It may be mid-winter, but the New Jersey Meadowlands Commission’s DeKorte Park and environs are buzzing with unusual birds.
Not only are the Canvasback Ducks, the Rough-Legged hawks and the White-crowned Sparrows — our visitors from Canada – still hanging around, but we also have been treated to great looks at a bird that has become increasingly rare just about everywhere else in the state.
The bird is the Ring-necked Pheasant, and its size and wonderful plumage make it like no other bird around.
The great thing is, you can see all four of these birds within a few hundreds yards of each other – albeit with a little luck.
The pheasants, the Rough-legged Hawks and the White-crowned Sparrows have been regularly along Disposal Road by the AmVets Carillon. The canvasbacks have been rafting by the dozen in the Saw Mill Creek Tidal Impoundment in nearby DeKorte Park.
“The Meadowlands are the perfect place for ring-necked pheasants for three reasons — food, cover and water,” says NJMC naturalist Mike Newhouse. “Our closed landfills provide all three requirements.”
The landfills, Newhouse explains, are covered with mugwort, which produces plenty of seeds each fall. Also, phragmites provides protection from predators. And pheasants also like to be near wetlands – which they are abundant here.
The Rough-legged hawks are beautiful cousins of our common Red-tailed Hawk. They flew down from Canada after food supplies got scarce, and have been seen hunting over our closed landfills ever since.
That’s great news, since these hawks visit our region sporadically. Last year, for example, only one was seen — and then only for a couple of days.

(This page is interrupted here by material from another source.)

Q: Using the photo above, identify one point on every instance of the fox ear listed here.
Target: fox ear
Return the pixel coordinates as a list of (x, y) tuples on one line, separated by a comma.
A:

This year as many as five Rough-legs have been spotted.
Although these large hawks come in two plumages, light morph and dark morph, this year we have had primarily light-morph rough-legs.
The Canvasbacks and White-crowned Sparrow are dependable winter visitors. The only questions each year are when they’ll arrive and how long they’ll stay. We typically see them just about every day from mid-December and then, before we know it, they’re gone.
The adult White-crowned Sparrows are easy to spot because of the three white stripes on top of their heads. The juveniles are harder to identify. Aside from their pinkish bills, they are a one-way ticket to Drabville.
The Canvasbacks are easy to find in the Saw Mill Creek Tidal Impoundment because they are large ducks with reddish brown heads, black chests and light bodies, and they tend to raft in large groups.
“The canvasbacks and other waterfowl should still be plentiful as long as the water doesn’t freeze,” says Newhouse.